And can we have a real frequency-dependent component or constant imaginary component to an impedance?
My thoughts on the first question are that, an imaginary component to the impedance does not dissipate power but it stores it. The imaginary component also introduces a phase shift between the incoming and outcoming voltages. These two facts mean that the power is being stored in some other way, and is then being released again to provide a voltage after some definite time interval. This power is usually stored in a magnetic or electric field (inductor or capacitor respectively)- can we store it in other ways? Perhaps a mechanical flywheel etc- and these systems have a natural resonant frequency which they will oscillate at. By supplying power to these systems, we are in effect driving them, and the power that they will take will be dependent on the driving frequency compared with their own natural resonant frequency. Although I cannot motivate whether all such systems that store power have to have some kind of resonant frequency.

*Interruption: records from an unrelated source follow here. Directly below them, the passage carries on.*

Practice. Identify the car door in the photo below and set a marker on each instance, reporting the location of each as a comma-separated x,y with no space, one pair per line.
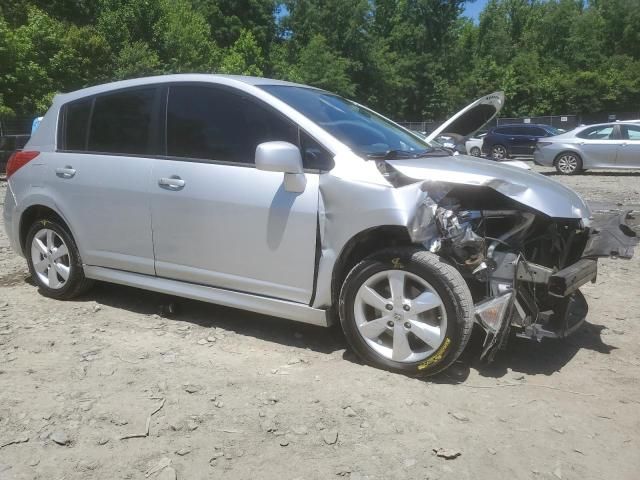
629,150
219,221
522,140
599,145
100,174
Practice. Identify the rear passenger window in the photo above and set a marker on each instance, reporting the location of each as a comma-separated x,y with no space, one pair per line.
633,132
216,124
76,122
122,122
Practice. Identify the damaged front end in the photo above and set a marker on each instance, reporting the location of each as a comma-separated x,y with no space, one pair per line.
524,268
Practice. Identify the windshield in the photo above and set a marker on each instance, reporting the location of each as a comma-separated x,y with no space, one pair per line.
363,130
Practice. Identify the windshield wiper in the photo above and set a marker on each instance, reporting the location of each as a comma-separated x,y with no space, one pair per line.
397,154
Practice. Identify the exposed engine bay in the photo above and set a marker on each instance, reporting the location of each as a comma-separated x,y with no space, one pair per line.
524,268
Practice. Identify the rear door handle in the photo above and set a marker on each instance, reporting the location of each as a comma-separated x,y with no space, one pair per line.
173,182
66,172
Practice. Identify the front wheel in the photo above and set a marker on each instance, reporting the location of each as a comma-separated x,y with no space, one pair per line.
499,152
406,310
568,164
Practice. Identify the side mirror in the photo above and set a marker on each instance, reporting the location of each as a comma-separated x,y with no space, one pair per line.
282,157
279,157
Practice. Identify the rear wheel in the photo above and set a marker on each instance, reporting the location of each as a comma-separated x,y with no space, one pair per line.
568,163
499,152
406,310
54,261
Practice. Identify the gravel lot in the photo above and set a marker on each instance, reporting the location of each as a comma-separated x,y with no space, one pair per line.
239,395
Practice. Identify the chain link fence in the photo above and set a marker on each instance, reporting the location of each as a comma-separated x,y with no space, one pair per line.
564,122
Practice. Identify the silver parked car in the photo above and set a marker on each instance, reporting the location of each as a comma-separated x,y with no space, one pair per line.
291,201
606,145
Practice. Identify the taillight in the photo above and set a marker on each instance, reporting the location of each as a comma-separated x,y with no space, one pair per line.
20,159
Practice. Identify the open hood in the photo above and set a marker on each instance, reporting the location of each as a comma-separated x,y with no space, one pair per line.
472,117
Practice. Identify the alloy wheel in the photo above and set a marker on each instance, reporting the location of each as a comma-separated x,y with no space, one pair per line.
567,163
400,316
50,258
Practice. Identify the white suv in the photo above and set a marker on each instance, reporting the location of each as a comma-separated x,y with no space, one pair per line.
291,201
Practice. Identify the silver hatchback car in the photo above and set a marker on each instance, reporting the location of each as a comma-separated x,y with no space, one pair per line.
291,201
606,145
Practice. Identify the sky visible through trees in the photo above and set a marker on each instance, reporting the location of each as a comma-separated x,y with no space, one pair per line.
412,60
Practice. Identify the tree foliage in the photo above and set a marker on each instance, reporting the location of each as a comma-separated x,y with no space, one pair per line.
410,59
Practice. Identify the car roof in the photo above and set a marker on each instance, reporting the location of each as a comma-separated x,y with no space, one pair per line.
230,80
523,125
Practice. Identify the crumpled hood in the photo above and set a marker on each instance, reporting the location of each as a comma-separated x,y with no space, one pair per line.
524,186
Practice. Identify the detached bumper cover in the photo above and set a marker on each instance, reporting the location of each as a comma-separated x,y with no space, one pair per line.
609,236
612,236
568,280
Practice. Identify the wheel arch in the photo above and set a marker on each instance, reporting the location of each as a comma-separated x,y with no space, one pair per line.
33,213
360,246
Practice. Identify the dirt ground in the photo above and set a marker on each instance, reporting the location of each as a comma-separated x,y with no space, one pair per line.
239,395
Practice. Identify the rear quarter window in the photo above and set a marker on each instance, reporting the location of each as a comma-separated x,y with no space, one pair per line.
122,122
73,135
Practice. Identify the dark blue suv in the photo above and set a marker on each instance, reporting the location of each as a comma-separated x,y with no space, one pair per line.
515,140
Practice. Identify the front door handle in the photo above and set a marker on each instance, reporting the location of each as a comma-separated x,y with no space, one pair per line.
173,182
66,172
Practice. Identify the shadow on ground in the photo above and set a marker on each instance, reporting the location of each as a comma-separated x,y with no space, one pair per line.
525,356
263,327
521,355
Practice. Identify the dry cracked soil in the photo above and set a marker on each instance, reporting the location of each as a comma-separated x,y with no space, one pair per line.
208,392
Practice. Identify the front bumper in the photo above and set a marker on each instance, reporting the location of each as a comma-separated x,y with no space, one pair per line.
564,309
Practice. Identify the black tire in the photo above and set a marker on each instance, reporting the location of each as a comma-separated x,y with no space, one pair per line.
77,283
445,280
499,152
565,161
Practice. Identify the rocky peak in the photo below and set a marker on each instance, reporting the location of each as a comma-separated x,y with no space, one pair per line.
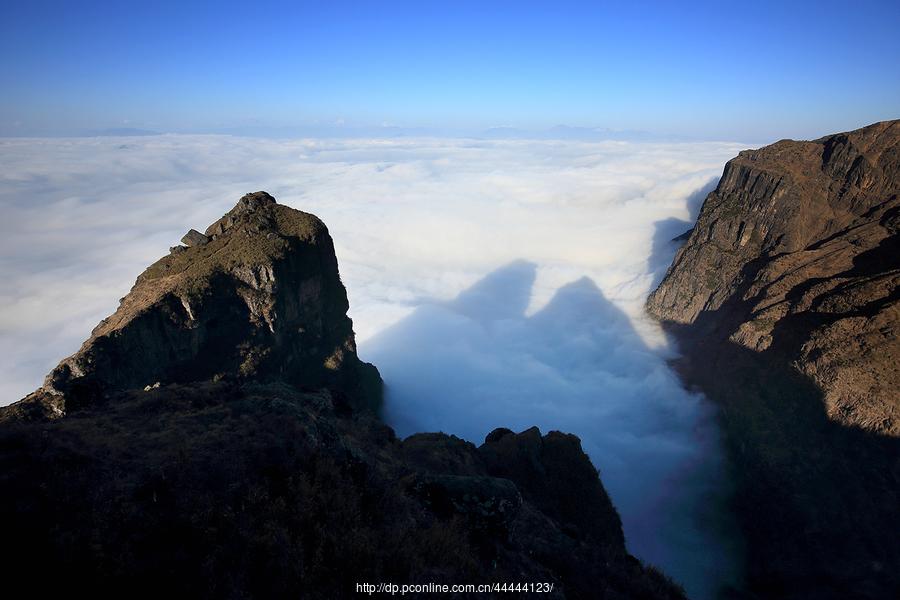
785,300
258,296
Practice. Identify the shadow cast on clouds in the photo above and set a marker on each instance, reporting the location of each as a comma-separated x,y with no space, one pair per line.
479,361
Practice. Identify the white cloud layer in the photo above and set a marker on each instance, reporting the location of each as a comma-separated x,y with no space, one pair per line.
494,283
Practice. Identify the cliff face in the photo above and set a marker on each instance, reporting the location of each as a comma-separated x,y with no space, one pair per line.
255,467
257,296
797,252
784,299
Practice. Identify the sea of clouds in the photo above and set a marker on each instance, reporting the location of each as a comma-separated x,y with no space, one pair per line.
493,282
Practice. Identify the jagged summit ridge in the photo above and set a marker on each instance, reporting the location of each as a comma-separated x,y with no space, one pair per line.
257,296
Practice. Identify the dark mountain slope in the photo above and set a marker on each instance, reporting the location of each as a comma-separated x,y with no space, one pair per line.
785,301
257,468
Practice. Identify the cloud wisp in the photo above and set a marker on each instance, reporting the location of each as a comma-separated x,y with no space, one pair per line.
494,283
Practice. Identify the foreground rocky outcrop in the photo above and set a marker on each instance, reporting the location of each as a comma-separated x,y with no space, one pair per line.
786,302
215,438
258,296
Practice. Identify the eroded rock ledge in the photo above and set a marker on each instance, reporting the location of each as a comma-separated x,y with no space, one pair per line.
216,438
785,299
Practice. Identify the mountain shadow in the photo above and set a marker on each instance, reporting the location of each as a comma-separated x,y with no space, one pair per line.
577,364
669,234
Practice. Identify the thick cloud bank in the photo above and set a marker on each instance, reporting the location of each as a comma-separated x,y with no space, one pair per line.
494,283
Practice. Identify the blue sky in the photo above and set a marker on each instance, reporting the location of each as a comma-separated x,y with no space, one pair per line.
744,71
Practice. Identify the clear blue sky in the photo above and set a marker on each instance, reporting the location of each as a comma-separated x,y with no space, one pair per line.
723,70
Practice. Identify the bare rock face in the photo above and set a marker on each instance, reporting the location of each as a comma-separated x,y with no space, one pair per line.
247,490
786,304
797,252
256,297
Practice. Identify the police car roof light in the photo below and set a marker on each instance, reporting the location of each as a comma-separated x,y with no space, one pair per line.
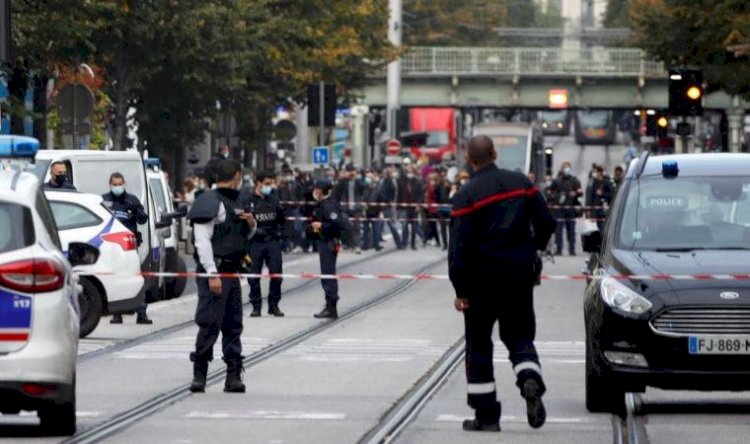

I would guess that this might be the case, because storing energy means having a potential. And, assuming that the undisturbed system was originally in equilibrium, the storing of energy as the system is purturbed away from this point will be in a quadratic potential for small purturbations (ubiquity of the quantum harmonic oscillator).
With regards to having a real, frequency-dependent impedance, I suppose this is possible if a device is, for instance, converting the voltage to motion of some device, and the energy dissipated in this motion is somehow made to be frequency dependent.
In principle I think there should be nothing stopping us having a non-frequency dependent imaginary part to an impedance, but whether this is practically realisable depends on whether we can get a system that stores energy in a non-frequency dependent way. If this energy is being stored in some potential, this would require a constant potential on driving. My intuition says that this would only be possible if we were storing energy in more than one contrasting potetnial, so that the overall potential was approximaely constant. But this would, of course, only work in a limited range.
I can't help but feel that this touches on a more general topic of the meaning of complex numbers in representing physical quantities, which I would be iterested to know more about.